The Wild Patch Project is championed by our member Rodney Aldis and developed by the South Yare Wildlife Group (SYWG)  http://southyarewildlifegroup.org

BACT collaborated with SYWG and others in commissioning a short, animated video, produced by Phoebe Halstead, to promote the idea of leaving small ‘untidy’ areas in our gardens for wildlife.

You can see the video at:  https://youtu.be/aEjquirQkCY

To join the Wild Patch project visit  https://southyarewildpatch.org

Rodney explains the rationale for Wild Patch:

Can you spare a square metre for wildlife? Wildlife in this country has been declining since the second World War. The UK has been judged to be the 189th most denatured country out of a list of 218. Intensive agriculture, pesticides, fragmentation of habitat by road building and other infra-structure and house building are probably the major causes. Wildlife faces many hurdles in our human-dominated environments.

There is a huge acreage of habitat that is sub-optimal for wildlife because of the way it is managed: farm hedges that are flailed every year; ditch banks mowed in the autumn so there is very little cover for voles and over-wintering insects to name just two examples. Much the same applies in gardens and parks. Enough studies have been done to show the difference in invertebrate diversity and abundance between closely-mown grass and areas cut once a year.

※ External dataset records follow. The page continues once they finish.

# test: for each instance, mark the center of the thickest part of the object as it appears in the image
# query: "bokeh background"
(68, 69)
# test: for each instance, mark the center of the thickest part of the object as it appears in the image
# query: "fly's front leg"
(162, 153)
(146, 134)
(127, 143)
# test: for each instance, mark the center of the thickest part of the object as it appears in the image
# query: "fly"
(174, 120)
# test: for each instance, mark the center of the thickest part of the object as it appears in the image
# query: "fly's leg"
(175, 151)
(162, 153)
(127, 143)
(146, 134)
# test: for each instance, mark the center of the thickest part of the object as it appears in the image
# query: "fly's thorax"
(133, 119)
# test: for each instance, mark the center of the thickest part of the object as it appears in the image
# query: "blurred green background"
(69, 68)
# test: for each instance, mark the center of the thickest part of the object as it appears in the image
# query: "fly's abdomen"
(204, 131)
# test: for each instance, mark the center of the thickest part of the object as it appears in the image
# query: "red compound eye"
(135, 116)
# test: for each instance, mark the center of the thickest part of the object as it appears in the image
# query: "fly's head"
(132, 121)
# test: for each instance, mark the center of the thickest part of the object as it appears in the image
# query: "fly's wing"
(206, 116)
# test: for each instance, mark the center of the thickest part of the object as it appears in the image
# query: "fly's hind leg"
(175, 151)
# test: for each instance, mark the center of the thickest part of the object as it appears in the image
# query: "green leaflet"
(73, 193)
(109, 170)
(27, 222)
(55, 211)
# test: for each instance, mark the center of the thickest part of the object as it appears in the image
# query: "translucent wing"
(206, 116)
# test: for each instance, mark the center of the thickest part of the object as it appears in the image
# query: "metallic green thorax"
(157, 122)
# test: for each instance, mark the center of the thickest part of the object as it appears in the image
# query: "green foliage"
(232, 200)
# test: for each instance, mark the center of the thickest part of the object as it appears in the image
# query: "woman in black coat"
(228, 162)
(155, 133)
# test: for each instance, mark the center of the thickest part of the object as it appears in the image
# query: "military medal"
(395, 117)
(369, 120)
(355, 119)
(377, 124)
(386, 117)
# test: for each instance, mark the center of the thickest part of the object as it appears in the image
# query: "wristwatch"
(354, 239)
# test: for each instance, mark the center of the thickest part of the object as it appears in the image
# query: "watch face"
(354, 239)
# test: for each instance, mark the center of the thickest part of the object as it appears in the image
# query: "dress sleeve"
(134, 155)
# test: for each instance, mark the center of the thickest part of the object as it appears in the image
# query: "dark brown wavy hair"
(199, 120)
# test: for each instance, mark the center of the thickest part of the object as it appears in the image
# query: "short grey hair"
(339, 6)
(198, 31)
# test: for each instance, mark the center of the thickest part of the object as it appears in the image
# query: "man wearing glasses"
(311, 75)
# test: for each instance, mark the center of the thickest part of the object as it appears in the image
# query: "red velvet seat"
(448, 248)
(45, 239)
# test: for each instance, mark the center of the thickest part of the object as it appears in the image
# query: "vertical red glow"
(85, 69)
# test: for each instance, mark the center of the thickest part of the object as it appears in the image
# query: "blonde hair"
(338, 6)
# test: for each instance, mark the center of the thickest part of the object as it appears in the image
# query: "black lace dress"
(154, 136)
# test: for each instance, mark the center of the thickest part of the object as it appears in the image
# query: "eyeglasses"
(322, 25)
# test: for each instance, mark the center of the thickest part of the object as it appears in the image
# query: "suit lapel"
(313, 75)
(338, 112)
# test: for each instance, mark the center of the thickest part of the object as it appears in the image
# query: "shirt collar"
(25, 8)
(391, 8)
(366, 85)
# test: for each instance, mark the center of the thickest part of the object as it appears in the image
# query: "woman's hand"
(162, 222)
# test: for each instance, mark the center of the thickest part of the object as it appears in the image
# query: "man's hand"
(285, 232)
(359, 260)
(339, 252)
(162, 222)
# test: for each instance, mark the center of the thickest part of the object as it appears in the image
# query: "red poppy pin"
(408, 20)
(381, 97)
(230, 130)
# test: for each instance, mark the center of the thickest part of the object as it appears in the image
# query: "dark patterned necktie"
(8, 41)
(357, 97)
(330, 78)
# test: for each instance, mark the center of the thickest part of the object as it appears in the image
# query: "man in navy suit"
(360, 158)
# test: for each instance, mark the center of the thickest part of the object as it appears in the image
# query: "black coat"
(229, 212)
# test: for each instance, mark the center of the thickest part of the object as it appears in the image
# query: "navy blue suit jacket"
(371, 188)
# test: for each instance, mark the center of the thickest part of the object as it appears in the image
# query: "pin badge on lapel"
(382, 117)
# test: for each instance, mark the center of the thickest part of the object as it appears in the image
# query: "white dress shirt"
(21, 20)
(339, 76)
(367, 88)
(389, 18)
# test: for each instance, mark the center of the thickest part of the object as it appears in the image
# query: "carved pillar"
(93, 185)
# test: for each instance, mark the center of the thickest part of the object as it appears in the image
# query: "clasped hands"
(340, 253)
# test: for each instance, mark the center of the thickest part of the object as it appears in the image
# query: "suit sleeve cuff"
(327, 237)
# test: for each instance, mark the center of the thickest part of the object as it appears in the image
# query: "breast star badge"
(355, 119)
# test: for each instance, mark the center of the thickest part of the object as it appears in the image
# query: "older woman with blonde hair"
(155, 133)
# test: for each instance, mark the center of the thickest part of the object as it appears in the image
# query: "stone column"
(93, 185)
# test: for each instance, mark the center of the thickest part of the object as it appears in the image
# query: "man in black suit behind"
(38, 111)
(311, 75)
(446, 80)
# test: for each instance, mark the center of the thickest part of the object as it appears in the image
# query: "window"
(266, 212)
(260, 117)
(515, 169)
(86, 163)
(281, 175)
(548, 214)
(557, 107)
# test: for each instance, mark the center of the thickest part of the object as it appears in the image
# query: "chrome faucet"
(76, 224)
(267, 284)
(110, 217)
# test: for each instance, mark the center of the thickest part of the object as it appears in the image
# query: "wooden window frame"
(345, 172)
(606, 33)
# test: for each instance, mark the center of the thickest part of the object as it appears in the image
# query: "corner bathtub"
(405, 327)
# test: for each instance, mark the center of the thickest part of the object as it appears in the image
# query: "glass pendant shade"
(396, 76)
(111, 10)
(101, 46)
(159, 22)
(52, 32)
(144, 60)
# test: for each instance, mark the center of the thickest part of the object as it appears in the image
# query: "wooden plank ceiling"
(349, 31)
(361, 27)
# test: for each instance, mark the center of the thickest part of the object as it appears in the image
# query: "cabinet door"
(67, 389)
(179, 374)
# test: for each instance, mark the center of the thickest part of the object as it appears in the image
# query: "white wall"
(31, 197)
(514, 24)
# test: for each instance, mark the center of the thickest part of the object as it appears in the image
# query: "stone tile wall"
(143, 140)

John Humphreys, looking at an area of regenerating shrubs and bramble clumps on the re-wilded Knepp Estate in Sussex for the Radio 4 Today programme said to Elizabeth Burrell, the owner, “This looks a mess. I can’t see many farmers wanting this”. Mrs Burrell replied that nature WAS messy and that he was looking at one of the most biodiverse habitats in southern England. I thought that summed up the dilemma. There is a lot of potential habitat out there but most people won’t like the look of it. Can we ask people to have a square metre or so of it though? Each person with a bit of their own mini Knepp Estate. That, in essence, is the Wild Patch project.